INTEGER INTA, INTB, ZCODE
* ..
* .. Executable Statements ..
*
* Test if the characters are equal
*
LSAME = CA.EQ.CB
IF( LSAME )
$ RETURN
*
* Now test for equivalence if both characters are alphabetic.
*
ZCODE = ICHAR( 'Z' )
*
* Use 'Z' rather than 'A' so that ASCII can be detected on Prime
* machines, on which ICHAR returns a value with bit 8 set.
* ICHAR('A') on Prime machines returns 193 which is the same as
* ICHAR('A') on an EBCDIC machine.
*
INTA = ICHAR( CA )
INTB = ICHAR( CB )
*
IF( ZCODE.EQ.90 .OR. ZCODE.EQ.122 ) THEN
*
* ASCII is assumed - ZCODE is the ASCII code of either lower or
* upper case 'Z'.
*
IF( INTA.GE.97 .AND. INTA.LE.122 ) INTA = INTA - 32
IF( INTB.GE.97 .AND. INTB.LE.122 ) INTB = INTB - 32
*
ELSE IF( ZCODE.EQ.233 .OR. ZCODE.EQ.169 ) THEN
*
* EBCDIC is assumed - ZCODE is the EBCDIC code of either lower or
* upper case 'Z'.
*
IF( INTA.GE.129 .AND. INTA.LE.137 .OR.
$ INTA.GE.145 .AND. INTA.LE.153 .OR.
$ INTA.GE.162 .AND. INTA.LE.169 ) INTA = INTA + 64
IF( INTB.GE.129 .AND. INTB.LE.137 .OR.
$ INTB.GE.145 .AND. INTB.LE.153 .OR.
$ INTB.GE.162 .AND. INTB.LE.169 ) INTB = INTB + 64
*
ELSE IF( ZCODE.EQ.218 .OR. ZCODE.EQ.250 ) THEN
*
* ASCII is assumed, on Prime machines - ZCODE is the ASCII code
* plus 128 of either lower or upper case 'Z'.
*
IF( INTA.GE.225 .AND. INTA.LE.250 ) INTA = INTA - 32
IF( INTB.GE.225 .AND. INTB.LE.250 ) INTB = INTB - 32
END IF
LSAME = INTA.EQ.INTB
*
* RETURN
*
* End of LSAME
*
END
Output from compiler explorer, with gfortran-12 -ffixed-form -O2
lsame_:
movzx eax, BYTE PTR [rdi]
movzx edx, BYTE PTR [rsi]
mov ecx, 1
cmp al, dl
je .L1
lea esi, [rax-97]
lea ecx, [rax-32]
cmp esi, 26
lea esi, [rdx-97]
cmovb eax, ecx
cmp esi, 26
lea ecx, [rdx-32]
cmovb edx, ecx
xor ecx, ecx
cmp eax, edx
sete cl
.L1:
mov eax, ecx
ret
Refactored
pure logical function lsame( ca, cb )
character(len=1), intent(in) :: ca, cb
integer, parameter :: diff_case = iachar('a')-iachar('A')
integer :: ia, ib
lsame = ca == cb
if (lsame) return
! case-insensitive test
ia = iachar(ca)
ib = iachar(cb)
! Capital alphabetic characters are between 65 and 90
! in the ASCII character encoding
if ( 64 < ia .and. ia < 91) ia = ia + diff_case
if ( 64 < ib .and. ib < 91) ib = ib + diff_case
lsame = ia == ib
end
Output from compiler explorer, with gfortran-12 -ffixed-form -f95 -O2
lsame_:
movzx eax, BYTE PTR [rdi]
movzx edx, BYTE PTR [rsi]
mov ecx, 1
cmp al, dl
je .L1
lea esi, [rax-65]
lea ecx, [rax+32]
cmp esi, 26
lea esi, [rdx-65]
cmovb eax, ecx
cmp esi, 26
lea ecx, [rdx+32]
cmovb edx, ecx
xor ecx, ecx
cmp eax, edx
sete cl
.L1:
mov eax, ecx
ret
From a functional point of view, you could say the refactoring brings little to no change.
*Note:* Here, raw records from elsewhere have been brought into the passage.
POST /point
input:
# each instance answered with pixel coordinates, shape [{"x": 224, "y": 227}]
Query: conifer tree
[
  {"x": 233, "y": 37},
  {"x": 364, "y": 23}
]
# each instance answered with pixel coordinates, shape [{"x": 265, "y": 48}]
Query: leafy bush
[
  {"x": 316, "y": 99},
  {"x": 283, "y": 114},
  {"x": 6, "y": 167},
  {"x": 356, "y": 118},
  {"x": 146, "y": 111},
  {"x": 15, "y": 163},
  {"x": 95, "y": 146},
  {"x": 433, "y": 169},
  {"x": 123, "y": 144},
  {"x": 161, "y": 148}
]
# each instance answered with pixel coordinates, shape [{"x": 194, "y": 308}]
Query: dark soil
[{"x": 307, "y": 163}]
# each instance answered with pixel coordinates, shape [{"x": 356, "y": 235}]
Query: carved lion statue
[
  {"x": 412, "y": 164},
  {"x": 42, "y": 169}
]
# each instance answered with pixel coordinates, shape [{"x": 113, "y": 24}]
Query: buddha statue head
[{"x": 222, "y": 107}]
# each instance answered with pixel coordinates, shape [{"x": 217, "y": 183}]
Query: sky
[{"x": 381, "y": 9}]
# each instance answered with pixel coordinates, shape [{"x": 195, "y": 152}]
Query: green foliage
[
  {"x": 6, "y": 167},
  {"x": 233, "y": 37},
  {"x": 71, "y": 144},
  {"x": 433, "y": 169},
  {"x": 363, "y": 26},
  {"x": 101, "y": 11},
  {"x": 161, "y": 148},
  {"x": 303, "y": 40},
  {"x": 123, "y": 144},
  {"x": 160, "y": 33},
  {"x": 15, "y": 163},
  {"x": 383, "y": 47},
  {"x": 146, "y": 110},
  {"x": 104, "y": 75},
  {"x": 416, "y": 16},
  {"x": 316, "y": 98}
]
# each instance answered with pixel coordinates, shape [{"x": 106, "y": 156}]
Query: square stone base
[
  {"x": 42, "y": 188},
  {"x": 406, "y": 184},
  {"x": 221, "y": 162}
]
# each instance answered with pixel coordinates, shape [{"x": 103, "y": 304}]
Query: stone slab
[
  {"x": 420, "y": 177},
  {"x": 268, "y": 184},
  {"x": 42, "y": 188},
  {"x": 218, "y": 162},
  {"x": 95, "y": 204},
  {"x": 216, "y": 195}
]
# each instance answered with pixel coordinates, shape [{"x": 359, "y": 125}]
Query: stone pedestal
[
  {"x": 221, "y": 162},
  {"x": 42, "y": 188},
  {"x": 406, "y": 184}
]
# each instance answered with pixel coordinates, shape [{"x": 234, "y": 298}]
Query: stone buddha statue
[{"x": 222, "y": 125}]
However the impact on readability and intent is non-negligible IMO.
Amusingly, the C interfaces to this function (which from a modern Fortran perspective shouldn’t even be part of the public interface) are different:
-
Intel MKL:
int lsame( const char* ca, const char* cb, int lca, int lcb );
-
BLIS:
int PASTEF770(lsame)(const char *ca, const char *cb, int ca_len, int cb_len)
-
OpenBLAS:
int NAME(char *A, char *B){
-
Reference LAPACK:
lapack_logical LAPACK_lsame_base( char* ca, char* cb, lapack_int lca, lapack_int lcb
OpenBLAS also maintains several assembly specializations for DEC Alpha, ia64, power, sparc and x86. Btw, OpenBLAS also seems to have kicked out EBCDIC and Prime OS. Now, to add further to my confusion as a Fortran programmer, in C you also need a version which can accept literals by value:
lapack_logical LAPACKE_lsame( char ca, char cb )
{
return (lapack_logical) LAPACK_lsame( &ca, &cb, 1, 1 );
}
Since the function is used a lot in LAPACK, it tripped up the GCC static analyzer, leading the developers to add __attribute__((const))
, which is kind of similar to what simple
procedures will provide in Fortran 202x but without requiring a preprocessor.
TL;DR Doing a case-insensitive comparison led to a big language mess.
It makes me afraid of what idiosyncrasies/baggage can be found in the rest of the interfaces.